I’m often asked if I think the pandemic changed how companies fundamentally see their workers, and, with a potential recession oncoming, if we’re sliding toward business as (pre-pandemic) usual. The hoarding phenomenon is one example that I believe implies some fundamental conventional wisdom may be changing in favor of an emerging business strategy that: 1. Acknowledges that human capital can be a source of value creation, and that replacing that capital costs a lot in terms of productivity, recruitment costs, and institutional knowledge, and 2. Reflects a growing awareness that workers are more than capital, that investing in people can lead to strong, positive culture changes, and that underinvesting in human capital (or ignoring it altogether) can leave companies vulnerable to consumer and worker pressure.

Of course, this approach isn’t new, and didn’t emerge with the pandemic. Yet, for those of us who are focused on the momentum of the last couple of years around jobs and worker value, there’s an urgency to ensuring that trend continues, and we don’t return to pre-pandemic normal. The American people believe, and share that urgency. JUST Capital continues to see polling on how intensely they want to see companies invest in their workers.

It’s part of the reason we recently launched our JUST Jobs program. JUST Jobs is meant to highlight how companies are acting on the lessons from the past two and half years on the importance of workers – and which ones haven’t lived up to the rhetoric. Concerns about a potential recession and inflation make these questions more urgent. I spoke last week at CNBC’s Workforce Executive Council, where conversation focused on how to manage worker issues in a turbulent time. Knowing that this question is at the top of many people’s minds, and that simultaneously there’s significant work underway to secure the progress that’s been made, I wanted to observe and connect the dots around what’s currently happening.

JUST Capital is in a lot of rooms with different economic players, from corporate leaders to investors to civil society leaders. I’ve come to think about the work underway, and what needs to happen, in three buckets: the definition of a good or “just” job, the measurement of a good job, and the investment in creating good jobs. 

Each bucket has seen different levels of progress recently.
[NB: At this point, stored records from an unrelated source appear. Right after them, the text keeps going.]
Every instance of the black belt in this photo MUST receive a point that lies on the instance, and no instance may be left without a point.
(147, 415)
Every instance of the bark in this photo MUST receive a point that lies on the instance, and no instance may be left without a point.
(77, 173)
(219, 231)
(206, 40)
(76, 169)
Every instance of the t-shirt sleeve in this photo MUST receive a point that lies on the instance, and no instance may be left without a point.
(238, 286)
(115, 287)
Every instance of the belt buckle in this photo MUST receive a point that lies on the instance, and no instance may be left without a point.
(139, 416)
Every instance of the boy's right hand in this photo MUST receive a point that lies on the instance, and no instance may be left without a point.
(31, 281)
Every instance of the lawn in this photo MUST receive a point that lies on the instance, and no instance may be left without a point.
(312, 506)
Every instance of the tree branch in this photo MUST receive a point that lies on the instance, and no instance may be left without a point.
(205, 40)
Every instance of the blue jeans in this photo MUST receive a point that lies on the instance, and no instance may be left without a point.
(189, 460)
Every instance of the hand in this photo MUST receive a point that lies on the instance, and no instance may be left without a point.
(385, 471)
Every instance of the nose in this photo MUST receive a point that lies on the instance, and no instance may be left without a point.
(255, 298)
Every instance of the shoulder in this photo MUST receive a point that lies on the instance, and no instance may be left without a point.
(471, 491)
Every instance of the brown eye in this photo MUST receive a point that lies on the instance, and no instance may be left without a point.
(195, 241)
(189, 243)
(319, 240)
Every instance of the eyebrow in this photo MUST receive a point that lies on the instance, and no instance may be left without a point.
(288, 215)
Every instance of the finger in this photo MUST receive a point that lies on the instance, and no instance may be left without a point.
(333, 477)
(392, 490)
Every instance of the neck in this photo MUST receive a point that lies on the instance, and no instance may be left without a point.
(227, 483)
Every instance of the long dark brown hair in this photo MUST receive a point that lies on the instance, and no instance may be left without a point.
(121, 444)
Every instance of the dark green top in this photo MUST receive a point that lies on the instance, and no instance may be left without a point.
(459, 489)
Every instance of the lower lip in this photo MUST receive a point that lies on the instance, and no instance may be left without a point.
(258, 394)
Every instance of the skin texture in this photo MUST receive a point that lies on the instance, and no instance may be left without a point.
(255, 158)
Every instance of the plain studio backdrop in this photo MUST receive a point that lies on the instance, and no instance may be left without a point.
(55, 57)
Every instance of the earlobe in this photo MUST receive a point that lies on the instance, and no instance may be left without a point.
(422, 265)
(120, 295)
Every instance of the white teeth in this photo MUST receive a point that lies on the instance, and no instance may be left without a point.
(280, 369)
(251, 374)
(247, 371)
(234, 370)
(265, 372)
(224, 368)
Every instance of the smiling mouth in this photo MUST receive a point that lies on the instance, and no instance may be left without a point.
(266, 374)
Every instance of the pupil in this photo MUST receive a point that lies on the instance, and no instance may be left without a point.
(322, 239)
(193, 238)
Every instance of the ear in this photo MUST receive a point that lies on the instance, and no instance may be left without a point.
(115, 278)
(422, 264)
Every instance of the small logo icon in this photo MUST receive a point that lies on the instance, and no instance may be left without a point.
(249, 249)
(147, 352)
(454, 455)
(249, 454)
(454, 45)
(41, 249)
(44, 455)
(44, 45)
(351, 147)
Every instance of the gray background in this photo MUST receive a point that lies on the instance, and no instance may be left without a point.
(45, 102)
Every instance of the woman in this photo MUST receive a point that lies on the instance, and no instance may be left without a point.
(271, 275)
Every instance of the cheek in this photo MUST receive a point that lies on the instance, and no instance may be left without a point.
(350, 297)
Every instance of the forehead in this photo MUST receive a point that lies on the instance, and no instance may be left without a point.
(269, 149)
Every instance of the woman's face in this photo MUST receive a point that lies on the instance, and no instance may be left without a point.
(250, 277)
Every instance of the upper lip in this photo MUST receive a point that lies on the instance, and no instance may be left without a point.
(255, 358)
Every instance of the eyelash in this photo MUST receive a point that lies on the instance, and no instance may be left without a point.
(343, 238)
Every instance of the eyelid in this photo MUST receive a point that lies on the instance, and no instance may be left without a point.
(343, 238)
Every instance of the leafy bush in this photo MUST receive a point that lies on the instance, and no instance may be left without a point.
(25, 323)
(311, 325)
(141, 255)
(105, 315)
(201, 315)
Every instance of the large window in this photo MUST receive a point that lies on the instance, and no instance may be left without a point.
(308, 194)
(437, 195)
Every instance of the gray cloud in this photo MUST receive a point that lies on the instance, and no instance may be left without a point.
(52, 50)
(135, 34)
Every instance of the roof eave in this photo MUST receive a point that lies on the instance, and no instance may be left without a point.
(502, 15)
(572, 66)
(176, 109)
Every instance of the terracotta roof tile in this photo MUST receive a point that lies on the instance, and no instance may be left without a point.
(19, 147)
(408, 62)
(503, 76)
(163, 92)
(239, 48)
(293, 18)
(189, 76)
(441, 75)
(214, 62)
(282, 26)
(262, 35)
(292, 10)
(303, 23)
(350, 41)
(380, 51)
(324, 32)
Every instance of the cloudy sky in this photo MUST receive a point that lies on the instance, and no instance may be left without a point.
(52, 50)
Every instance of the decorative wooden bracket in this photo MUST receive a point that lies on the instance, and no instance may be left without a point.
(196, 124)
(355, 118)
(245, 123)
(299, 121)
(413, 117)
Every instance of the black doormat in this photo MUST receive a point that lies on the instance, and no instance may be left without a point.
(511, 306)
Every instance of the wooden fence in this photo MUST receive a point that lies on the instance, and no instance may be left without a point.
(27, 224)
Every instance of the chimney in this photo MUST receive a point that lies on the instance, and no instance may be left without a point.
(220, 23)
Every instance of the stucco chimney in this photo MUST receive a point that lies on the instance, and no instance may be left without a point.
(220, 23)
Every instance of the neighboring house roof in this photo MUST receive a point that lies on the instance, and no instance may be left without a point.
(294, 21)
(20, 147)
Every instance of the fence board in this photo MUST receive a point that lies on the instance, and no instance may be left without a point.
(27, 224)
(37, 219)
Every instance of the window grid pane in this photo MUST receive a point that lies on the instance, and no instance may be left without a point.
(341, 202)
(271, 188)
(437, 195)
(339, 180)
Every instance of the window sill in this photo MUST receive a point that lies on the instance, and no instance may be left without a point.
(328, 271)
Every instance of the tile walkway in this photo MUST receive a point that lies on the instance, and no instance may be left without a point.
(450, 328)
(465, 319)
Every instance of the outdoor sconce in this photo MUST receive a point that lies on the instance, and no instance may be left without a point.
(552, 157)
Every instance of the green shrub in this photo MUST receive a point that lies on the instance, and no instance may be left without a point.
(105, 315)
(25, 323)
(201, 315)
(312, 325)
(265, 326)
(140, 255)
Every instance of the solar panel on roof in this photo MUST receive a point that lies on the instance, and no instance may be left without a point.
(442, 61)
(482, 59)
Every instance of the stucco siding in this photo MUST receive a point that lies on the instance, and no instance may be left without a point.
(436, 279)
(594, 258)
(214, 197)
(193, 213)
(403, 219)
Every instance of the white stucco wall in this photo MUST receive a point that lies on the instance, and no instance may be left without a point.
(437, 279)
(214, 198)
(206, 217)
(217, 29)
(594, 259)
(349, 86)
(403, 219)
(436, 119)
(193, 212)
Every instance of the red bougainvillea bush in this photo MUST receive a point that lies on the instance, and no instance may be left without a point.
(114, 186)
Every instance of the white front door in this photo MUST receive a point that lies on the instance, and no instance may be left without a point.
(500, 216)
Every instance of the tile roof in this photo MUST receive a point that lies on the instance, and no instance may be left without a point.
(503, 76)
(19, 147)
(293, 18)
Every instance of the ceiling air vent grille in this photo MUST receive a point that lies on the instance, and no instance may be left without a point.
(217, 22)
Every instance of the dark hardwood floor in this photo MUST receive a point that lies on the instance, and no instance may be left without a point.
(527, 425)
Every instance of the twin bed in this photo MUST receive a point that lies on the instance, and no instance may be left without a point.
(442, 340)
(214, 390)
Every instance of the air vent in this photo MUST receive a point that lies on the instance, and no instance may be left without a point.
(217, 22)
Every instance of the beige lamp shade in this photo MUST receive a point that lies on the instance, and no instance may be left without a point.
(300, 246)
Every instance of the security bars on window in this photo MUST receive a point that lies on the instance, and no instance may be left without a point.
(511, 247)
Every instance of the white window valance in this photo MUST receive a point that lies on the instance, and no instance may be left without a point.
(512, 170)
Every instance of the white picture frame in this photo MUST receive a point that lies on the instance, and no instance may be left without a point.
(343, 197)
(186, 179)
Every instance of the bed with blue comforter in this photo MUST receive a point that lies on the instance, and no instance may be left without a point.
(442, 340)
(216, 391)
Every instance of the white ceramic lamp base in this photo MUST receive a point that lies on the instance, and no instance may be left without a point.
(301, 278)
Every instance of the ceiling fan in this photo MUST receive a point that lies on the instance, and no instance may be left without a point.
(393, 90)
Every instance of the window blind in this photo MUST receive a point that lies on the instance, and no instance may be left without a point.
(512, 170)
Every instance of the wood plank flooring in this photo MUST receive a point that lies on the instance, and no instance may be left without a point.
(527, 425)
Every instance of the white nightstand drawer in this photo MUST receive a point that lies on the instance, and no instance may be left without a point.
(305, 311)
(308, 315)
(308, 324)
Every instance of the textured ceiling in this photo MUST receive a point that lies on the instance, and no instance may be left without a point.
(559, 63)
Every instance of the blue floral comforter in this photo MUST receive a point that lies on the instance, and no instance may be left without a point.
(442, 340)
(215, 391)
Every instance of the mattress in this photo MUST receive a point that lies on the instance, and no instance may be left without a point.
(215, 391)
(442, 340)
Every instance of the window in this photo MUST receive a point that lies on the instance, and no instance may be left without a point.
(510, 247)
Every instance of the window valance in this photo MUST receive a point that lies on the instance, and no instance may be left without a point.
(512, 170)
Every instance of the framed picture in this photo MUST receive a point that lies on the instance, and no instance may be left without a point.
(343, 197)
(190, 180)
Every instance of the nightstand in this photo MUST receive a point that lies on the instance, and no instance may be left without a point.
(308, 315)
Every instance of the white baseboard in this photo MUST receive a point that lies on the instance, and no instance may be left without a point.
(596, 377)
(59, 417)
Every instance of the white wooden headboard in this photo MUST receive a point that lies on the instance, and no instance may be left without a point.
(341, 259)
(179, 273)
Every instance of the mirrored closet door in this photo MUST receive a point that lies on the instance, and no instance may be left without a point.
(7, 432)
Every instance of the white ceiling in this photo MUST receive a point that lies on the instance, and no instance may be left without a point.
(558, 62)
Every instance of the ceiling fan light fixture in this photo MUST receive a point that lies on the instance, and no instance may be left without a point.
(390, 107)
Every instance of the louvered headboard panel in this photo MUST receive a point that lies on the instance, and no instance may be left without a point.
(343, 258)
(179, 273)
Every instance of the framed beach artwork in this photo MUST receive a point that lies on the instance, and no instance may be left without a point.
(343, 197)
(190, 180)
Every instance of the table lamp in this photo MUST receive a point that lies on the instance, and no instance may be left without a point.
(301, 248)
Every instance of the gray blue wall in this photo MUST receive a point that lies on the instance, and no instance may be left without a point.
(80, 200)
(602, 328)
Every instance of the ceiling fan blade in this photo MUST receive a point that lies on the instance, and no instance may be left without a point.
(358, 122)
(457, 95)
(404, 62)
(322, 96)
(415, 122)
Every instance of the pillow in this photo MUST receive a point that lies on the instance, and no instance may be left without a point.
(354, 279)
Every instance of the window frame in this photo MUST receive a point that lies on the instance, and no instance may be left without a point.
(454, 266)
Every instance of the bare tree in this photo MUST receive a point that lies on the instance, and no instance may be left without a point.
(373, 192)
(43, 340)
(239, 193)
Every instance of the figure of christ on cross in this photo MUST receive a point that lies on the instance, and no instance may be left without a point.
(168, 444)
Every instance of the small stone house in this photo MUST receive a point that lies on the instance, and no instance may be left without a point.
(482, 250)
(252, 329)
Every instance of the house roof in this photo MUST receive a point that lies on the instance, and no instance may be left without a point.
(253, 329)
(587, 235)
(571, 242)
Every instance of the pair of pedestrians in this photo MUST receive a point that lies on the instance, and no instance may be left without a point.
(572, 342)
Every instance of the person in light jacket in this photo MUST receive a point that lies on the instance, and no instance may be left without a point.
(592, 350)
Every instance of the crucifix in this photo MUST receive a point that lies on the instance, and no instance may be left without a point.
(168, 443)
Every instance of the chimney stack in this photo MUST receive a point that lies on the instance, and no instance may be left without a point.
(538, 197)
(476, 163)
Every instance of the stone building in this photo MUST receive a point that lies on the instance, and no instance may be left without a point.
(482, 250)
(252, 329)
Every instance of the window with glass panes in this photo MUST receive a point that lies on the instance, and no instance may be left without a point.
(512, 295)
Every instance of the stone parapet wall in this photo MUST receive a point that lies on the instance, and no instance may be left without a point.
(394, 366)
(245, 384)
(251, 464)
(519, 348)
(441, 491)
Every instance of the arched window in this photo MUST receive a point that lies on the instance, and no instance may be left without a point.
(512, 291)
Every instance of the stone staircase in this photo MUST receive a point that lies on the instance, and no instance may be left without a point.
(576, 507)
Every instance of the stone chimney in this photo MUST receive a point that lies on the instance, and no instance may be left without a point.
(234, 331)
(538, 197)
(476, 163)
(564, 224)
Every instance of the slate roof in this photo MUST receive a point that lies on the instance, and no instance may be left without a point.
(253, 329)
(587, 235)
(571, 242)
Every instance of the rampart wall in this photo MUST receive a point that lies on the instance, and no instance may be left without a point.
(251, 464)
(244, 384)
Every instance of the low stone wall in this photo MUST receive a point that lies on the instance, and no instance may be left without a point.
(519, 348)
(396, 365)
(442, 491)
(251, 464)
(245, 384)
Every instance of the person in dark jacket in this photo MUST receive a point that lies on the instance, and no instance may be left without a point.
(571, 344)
We spoke with some of the largest U.S. companies to gauge their reactions and thoughts on the work underway and what’s still to come, and have collected an overview of what we’ve found.

Defining a good job

The Aspen Institute and Families and Workers Fund spearheaded a process over the last six months to define what a good job is, recently launched as the Good Jobs Champions Group’s Statement on Good Jobs and Working Definition. We were excited to facilitate corporate conversations that informed the multi-stakeholder-based definition, led by Kelley Frances Fenelon, our Director of Programs and Engagement. There is other work underway, from additional survey work of Americans to listening directly from workers on what constitutes a good job. I believe that in the next six months or so, we’ll have far additional clarity and shared language around what constitutes a good job.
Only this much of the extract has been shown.